A friend had provided him with a false passport, a sword, a pistol, and a loose great-coat; and thus provided, sleeping by night in obscure road-side cabarets, and by day proceeding cautiously by bye-roads, he made his way through Normandy. Following the windings of the Seine, and avoiding Rouen and other great cities, he finally got to the coast in the neighbourhood of Havre. This was a dangerous spot, for it was here that he had been captured, and consequently his person was known to the authorities; but he was aware that a number of British ships of war were blockading that port, and if he could only communicate with these, he knew that his escape would be easy. Having secreted himself in a little town at a considerable distance from the coast, he walked to the sea shore, where he arrived in the dusk of the evening, and here, at length, he was so fortunate as to find a solitary fisherman in charge of several boats. Sir Sidney, who had spoken French from a child with the fluency of a native, told the man that he had a particular reason for wishing to visit one of the English ships lying off the harbour, and that he would give a handsome reward to be conveyed aboard. The poor fisherman consented on condition that the stranger would wait till it was later, and meanwhile invited him to his cottage to take rest before starting. Sir Sidney accepted his offer, and followed him to a cottage, where a poor old woman, the fisherman's wife, spread a cloth and laid before them a good supper. But their guest was too unwell to eat, and was not unnaturally anxious lest the man should only have asked for delay in order to betray him. He was now, however, in their power, and it was useless to hesitate; so he merely asked for leave to lie down and sleep until the time to depart had arrived. The woman accordingly gave him a clean mattress in the room in which they sat; and here, worn out with a long day's walk, he wrapped himself in his cloak and slept.

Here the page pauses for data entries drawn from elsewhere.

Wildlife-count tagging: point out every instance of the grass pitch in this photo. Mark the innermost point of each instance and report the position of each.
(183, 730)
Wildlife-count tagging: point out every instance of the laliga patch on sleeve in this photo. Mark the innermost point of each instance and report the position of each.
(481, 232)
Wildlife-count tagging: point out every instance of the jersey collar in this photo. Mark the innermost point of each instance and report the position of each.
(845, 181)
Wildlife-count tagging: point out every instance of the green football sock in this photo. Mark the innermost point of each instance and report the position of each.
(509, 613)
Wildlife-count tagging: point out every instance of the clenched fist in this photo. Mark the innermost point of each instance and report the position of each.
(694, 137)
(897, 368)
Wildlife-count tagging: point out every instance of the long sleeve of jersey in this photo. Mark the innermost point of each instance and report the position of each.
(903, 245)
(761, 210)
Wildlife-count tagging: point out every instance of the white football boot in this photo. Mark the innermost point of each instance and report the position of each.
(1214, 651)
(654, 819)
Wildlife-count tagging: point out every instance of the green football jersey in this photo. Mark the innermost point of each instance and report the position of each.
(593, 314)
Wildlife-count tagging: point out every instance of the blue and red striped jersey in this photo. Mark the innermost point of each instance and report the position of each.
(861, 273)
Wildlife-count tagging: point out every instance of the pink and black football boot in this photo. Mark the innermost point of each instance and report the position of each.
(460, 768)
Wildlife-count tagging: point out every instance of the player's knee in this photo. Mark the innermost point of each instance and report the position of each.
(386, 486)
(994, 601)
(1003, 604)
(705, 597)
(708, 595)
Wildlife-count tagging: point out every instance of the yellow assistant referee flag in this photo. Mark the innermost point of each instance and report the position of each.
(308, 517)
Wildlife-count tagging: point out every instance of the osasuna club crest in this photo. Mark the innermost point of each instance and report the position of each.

At the appointed hour the fisherman awoke his guest, and bade him follow him. Sir Sidney started from his place and obeyed, and with a joyful heart stepped into the boat which lay waiting for them in a little cove. Feeling himself once more upon his native element, after so many wanderings, the gallant sailor drew his cloak around him with an involuntary gesture of satisfaction, which the man observed, but mistook its meaning. To Sir Sidney's surprise, he laid his hand upon his shoulder, and said, "Do not hide yourself, sir, from me, for I have known you all along." Sir Sidney was scarcely alarmed by this speech, for they were alone and he was armed. "If you indeed know me," he said calmly, "who am I?" "You are Commodore Smith," replied the man; "you more than once gave me a glass of spirits with your own hands, when I have come in my boat, the 'Diamond,' on wet nights, to sell fish to your crew, and I should be a scoundrel if I betrayed you."

In telling this anecdote to a friend, long afterwards, Sir Sidney remarked, "You see by this occurrence that no man can be aware how the most apparently trifling events may influence his future safety, nor how humble may be the individual who may have his life or liberty in his hands. And thus, my friend, Almighty Providence appears to weave together all his creatures in a mutual kindly dependence, so that none may say, 'I can have no need of you.'" The little fishing-boat conveyed its freight safely to the side of a British man-of-war, the "Argo" frigate, which joyfully took him aboard, and without loss of time brought him to England, where the return from his perilous adventures, of this great favourite of the people, was welcomed with almost a national rejoicing.